Это было общество, помешавшееся на благонадежности. Это был лицемерный и ханжеский мир людей в черных тяжелых пальто и с белыми разводами на стоптанных сапогах, выстраивавшихся в очереди на кривых, выщербленных тротуарах, мир мертвых слов, заполонявших страницы газет и радиоэфир, мир, по которому рыскали стукачи и ищейки, у которых был невероятно развитый нюх на все другое. То, что у тебя в голове скрытно бегают запрещенные мысли о Джиме Моррисоне, они усекали с ходу. И тогда в их голосах появлялись интонации инквизиторов, а в глазах мерцал серый лед. Невозможно было от них укрыться, каждый выход в мир непременно вел к столкновению и отвержению. Через несколько лет, когда я, уже заканчивая педагогический, явился в РОНО устраиваться на работу в школу, очередная тетка с фальшивым ласковым лицом и глазами суки сказала мне: «Вы бы посмотрели на себя… как вы выглядите… с холщовой сумкой…» У меня действительно была очень удобная самодельная холщовая сумка, раскрашенная в цвета американского флага, в которую умещалось все, от пластинок Doors до бутылок портвейна. Тетка сочла ее невозможной для учителя. Она меня выбраковала, перевела в некондицию. Для такого решения они всегда находили предлог: им не нравилась твоя сумка, твои пыльные туфли, твои длинные волосы, твои небритые скулы, твои размашистые жесты, твоя ухмылка, твоя походка, твой голос, твое лицо, ты сам.

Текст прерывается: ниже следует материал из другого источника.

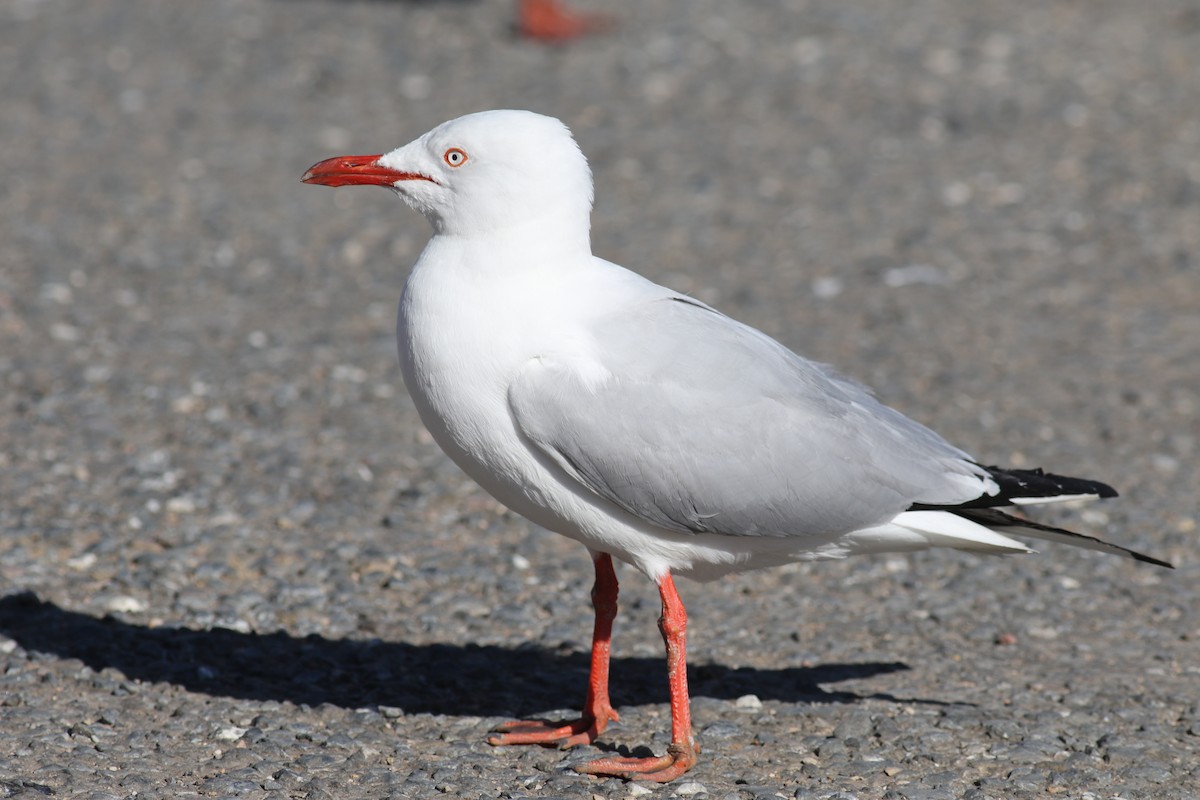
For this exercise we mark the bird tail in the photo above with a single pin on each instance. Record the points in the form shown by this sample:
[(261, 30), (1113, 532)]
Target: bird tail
[(1006, 523)]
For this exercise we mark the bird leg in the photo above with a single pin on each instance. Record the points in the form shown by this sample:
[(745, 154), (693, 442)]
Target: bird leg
[(682, 752), (597, 709)]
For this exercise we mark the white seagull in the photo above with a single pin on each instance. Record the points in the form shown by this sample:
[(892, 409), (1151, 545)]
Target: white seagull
[(642, 422)]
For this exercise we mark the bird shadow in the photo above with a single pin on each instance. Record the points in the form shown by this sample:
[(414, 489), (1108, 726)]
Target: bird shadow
[(450, 679)]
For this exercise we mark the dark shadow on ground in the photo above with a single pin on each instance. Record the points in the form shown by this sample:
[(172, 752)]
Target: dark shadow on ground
[(427, 678)]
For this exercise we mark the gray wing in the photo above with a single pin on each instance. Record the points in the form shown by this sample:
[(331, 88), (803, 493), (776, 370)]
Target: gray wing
[(696, 422)]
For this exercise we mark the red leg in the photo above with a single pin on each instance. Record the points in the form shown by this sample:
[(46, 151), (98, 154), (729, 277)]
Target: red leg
[(682, 752), (597, 709), (551, 20)]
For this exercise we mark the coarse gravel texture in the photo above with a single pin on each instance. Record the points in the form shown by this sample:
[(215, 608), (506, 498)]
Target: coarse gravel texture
[(233, 564)]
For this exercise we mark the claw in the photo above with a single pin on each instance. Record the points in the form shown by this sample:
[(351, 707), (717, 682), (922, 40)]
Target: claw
[(570, 733), (661, 769)]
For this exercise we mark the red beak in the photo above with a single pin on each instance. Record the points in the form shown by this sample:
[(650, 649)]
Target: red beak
[(358, 170)]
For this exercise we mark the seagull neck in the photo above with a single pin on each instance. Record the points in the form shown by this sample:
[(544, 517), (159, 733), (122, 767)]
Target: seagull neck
[(551, 233)]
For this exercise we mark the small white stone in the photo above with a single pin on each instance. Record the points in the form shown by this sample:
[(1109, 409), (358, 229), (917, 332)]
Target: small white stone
[(125, 603), (233, 733), (691, 787), (748, 703)]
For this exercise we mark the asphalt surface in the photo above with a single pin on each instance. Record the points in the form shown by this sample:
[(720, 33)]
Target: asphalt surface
[(233, 565)]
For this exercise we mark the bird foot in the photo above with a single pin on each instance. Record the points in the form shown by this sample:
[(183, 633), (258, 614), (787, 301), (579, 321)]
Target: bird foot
[(660, 769), (564, 734)]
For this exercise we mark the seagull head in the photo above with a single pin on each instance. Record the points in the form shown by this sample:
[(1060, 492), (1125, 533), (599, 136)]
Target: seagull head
[(492, 172)]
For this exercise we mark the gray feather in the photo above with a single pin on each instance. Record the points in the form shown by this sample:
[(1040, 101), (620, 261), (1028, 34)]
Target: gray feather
[(706, 425)]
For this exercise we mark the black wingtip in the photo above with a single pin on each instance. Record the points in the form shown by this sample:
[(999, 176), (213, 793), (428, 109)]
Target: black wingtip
[(1151, 559)]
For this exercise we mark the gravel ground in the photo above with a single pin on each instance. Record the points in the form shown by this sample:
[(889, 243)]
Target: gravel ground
[(233, 565)]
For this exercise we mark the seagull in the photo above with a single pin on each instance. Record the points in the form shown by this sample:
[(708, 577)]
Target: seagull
[(642, 422)]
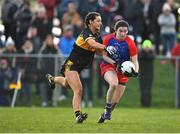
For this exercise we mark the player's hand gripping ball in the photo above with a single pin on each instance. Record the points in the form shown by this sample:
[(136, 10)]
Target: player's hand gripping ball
[(111, 50), (128, 69)]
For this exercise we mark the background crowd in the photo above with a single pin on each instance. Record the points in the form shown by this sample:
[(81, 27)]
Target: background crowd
[(51, 27)]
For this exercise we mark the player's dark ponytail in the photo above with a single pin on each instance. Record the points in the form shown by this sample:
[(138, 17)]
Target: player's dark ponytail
[(90, 16), (121, 23)]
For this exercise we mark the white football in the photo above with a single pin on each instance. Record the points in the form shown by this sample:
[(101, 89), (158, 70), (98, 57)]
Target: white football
[(127, 66)]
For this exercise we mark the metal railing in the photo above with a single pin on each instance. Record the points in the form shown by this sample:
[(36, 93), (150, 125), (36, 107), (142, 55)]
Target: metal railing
[(58, 56)]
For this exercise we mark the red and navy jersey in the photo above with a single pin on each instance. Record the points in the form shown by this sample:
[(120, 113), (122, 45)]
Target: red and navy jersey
[(125, 48)]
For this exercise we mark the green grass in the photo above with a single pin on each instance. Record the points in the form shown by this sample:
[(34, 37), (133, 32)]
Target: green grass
[(49, 120)]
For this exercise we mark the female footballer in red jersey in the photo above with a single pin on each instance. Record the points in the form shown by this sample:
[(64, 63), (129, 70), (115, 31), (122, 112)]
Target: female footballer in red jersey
[(82, 55), (125, 50)]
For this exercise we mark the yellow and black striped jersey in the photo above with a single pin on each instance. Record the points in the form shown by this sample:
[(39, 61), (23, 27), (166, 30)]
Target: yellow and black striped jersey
[(82, 54)]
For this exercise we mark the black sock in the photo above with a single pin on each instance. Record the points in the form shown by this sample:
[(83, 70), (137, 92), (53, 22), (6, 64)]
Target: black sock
[(77, 113), (108, 108)]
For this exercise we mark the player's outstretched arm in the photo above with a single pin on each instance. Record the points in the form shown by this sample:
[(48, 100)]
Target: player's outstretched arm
[(134, 59), (92, 43), (108, 59)]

Я плевать на них хотел. Они были мне не нужны, и я бы с удовольствием покинул их и отправился в Вудсток или на Луну. Я был партизан рок-н-ролла, целыми днями слушавший выуженные на бульваре пластинки. Вечерами я распивал с друзьями то водку, то вино в сквериках и садиках вокруг улицы Горького, а по ночам писал в общие тетрадки в клеенчатых обложках очередной роман. Все это было безнадежно, но весело. Мы были изгои, у нас не было ни малейшего шанса, и мы с самых молодых лет знали, что единственный способ выжить – это бежать вниз, в придонные ниши, в расщелины у самого дна, в подвалы сторожей, в каморки дворников, в пивной зал у Киевского вокзала, сокращенно именовавшийся КПЗ, на флэды, где играет правильная музыка и бывают только свои. К тому времени я уже собрал на рынке пять из шести альбомов Doors, и мистер Джеймс Дуглас Моррисон, отщепенец и алкоголик, уже был моим другом.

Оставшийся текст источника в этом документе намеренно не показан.